10 Jun Benefits of Exercise in Recovery from Drug Addiction
Drug abuse and addiction takes a severe toll on the body, mind, and spirit of an individual. Over time, one may become consumed with drug use and drug seeking to the exclusion of all else. Proper diet and adequate sleep may seem like foreign concepts. Activities which used to be enjoyable sound boring or pointless. Isolation, self-centeredness, and unhealthy living become the norm.
Difficulties lie along the road to long-term recovery. Once an addict stops using, life does not suddenly become perfect. Each individual’s path to recovery looks different, but one valuable tool most recovering addicts can benefit from is regular physical exercise.
Stress and Anxiety Relief
Exercising taxes the body and may even cause some discomfort. In response to this hardship, the body releases endorphins – chemicals produced by the central nervous system which, in part, mimic the effects of opioids such as morphine. Through endorphins, the stress of exercise is diminished, and we feel a sense of well-being and happiness. This phenomenon is responsible for the “runner’s high” many experience as a result of working out.
While exercising, we are focused on the physical task at hand instead of the anxieties and problems of our lives. Channeling mental resources into focused exercise is a great way to expend energy that could otherwise manifest in an unhealthy manner. Many of us consider quiet meditation difficult, finding that our minds race or dwell on whatever issues we are experiencing. However, exercise can be a form of meditation. It may be easier to devote oneself to a physical activity and temporarily suspend inner tensions.
Goal Setting and Feelings of Accomplishment
Proper exercise strikes a balance between challenge and safety – we should push ourselves to improve without injury. Accomplishing this takes some discipline. Strapping on running shoes and hitting the pavement in an unstructured manner is unwise and potentially unsafe. Goal-setting and progress tracking are two important aspects of a well-structured exercise program.

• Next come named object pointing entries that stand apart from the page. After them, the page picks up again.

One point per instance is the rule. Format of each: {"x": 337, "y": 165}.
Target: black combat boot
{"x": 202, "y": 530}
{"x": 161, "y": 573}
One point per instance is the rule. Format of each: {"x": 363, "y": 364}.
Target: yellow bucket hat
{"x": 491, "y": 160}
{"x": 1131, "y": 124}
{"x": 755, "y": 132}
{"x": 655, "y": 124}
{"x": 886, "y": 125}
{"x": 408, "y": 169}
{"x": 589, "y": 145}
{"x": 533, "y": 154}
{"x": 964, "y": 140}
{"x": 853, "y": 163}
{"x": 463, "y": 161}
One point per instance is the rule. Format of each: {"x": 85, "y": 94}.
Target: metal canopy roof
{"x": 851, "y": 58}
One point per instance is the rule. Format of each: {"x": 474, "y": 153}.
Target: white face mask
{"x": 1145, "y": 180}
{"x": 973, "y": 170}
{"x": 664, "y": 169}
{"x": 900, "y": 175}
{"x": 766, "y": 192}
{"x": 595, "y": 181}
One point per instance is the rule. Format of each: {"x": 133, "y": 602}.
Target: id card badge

Over time, a natural consequence of exercise should be a steady improvement in our physical abilities. Using our present skill level as a starting point, we increase our exercise difficulty slowly. Keeping an exercise journal is a great way to objectively assess one’s training.
After some time, we can look back on our records and see progress. The self-discipline necessary to maintain progress in an exercise schedule teaches valuable skills to addicts in recovery and provides a great feeling of accomplishment. Exercising then becomes a positive habit, leading to improved self-esteem, confidence, and optimistic thinking.

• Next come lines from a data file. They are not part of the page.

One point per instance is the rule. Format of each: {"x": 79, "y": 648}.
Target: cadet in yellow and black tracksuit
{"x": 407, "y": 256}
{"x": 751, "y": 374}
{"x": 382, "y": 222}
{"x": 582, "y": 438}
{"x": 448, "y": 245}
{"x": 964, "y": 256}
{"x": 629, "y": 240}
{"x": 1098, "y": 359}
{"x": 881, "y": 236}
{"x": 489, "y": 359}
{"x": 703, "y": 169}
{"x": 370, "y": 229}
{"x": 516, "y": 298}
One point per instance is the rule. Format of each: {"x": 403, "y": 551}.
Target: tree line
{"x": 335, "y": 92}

Rediscovering Healthy Fun and Forming New Social Networks
Early in recovery, it can feel like we will never have fun again. How can we enjoy ourselves without our drugs and partying? What should we do with all this new free time? Transitioning from a life centered on drug use to a balanced life full of healthy activities can be a difficult process.
The improvements in mood and health provided by exercise greatly assist in the appreciation of daily life. Getting out and being active is a great way to start enjoying ourselves again. Finding friends to exercise with keeps us motivated to be healthy and provides new social outlets. Whether you are in recovery from addiction or not, do yourself a favor and get moving!